Recovery from an Eating disorder is one of the most difficult, it not thee most difficult thing you will ever do, but when you are strong in your Recovery the pride you feel for what you have accomplished is overwhelming, I know you dont have any children, but I like to make the connection between natural child birth and Recovery from AN. When you are in labor it feels as if its the hardest and scariest thing you could ever do, it hurts like hell and its terrifying because you feel like you have no control over your body, but when its over and you have that beautiful baby in your arms you (almost) forget about the pain, the pain was all worth it, and you would never think of not going through that painto get the end result, your child. Recovery is kinda like giving birth, Its horriably scary, extremely painful, and while you are in the midst of it the pain feels like it will never end and again you feel like you have no control over your body, but when you reach that end result (REcovered) you wouldnt change it for the world...in both cases you are bringing new life into the world, in childbirth you bring a bbay into the world and in recovery you bring your own (albeit) different but your own life back into the world, and once you have done it, the pain is just a memory and you wouldnt change it for the world...like havinga child there are ups and downs, life for sure is a roller coaster, the same holds true for Recovery, but in the end when you have what you have worked so hard for you are left with 2 things, a new life and the pride of knowing YOU are the one who made it happen..

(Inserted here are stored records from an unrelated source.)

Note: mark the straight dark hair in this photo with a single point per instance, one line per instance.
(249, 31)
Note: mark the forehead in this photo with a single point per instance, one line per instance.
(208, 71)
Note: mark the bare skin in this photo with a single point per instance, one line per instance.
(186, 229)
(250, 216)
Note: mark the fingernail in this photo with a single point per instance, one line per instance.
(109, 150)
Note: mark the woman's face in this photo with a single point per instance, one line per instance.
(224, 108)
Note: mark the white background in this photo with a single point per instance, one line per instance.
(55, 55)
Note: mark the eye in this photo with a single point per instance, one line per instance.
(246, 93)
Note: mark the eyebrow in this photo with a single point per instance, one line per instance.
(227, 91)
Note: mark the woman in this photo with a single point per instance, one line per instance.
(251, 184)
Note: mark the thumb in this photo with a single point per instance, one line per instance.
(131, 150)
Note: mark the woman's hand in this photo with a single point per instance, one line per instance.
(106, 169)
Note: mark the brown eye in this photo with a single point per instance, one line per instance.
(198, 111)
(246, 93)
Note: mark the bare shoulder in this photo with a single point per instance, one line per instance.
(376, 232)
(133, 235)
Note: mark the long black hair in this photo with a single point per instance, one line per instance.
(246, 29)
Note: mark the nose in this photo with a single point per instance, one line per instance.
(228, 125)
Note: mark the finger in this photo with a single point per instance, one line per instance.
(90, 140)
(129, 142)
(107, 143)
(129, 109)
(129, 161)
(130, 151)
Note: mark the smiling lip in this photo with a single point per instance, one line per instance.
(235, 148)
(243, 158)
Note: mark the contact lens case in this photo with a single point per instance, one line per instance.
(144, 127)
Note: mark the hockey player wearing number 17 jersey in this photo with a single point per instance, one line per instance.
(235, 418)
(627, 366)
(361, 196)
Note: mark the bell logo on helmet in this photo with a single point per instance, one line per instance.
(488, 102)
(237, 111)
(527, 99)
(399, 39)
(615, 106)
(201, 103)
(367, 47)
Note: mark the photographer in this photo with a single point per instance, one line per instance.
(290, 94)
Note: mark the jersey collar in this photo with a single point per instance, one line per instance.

Stay strong Angela, the pain will lessen, there is no time time table, but I promise you, one day it will get easier...and yes like havinga baby it gets worse before it gets better...but ahhhh sweet relief when the you real that final goal..LIFE!!

Love, Tara

Anonymous said...

Keep screaming all those things from the rooftop--scream them to ED! Sometimes, the only thing you can do is focus on you and recovery in the moment. And, from that moment, you move to the next one.
Keep on fighting hard in your program--I'm in an IOP program right now and every minute is a challenge, but a good one!

Silly Girl said...

Recovery is hard. And wanting to live is a big step. I admire your spirit and will to keep going. Just know, I am in your corner with prayers and good vibes. Take care of yourself!

Angela said...

Recovery is that excruciating climb up a steep mountain, and getting to the top is so very painful. All the symptoms that come with recovery are tough to deal with, and it is difficult most of the time to find the positive. You are learning things about yourself though, and trying hard to gain new coping skills. The ambivalence is hard to deal with, and finding the motivation when being thin seems so seductive is to put it mildly, a bitch. Wanting to live is the best motivation though if you can keep that mantra in your mind. The only way out is through, and I believe that is true. Just keep on fighting and taking those small steps everyday toward recovery. I'm right there with you, fighting for life!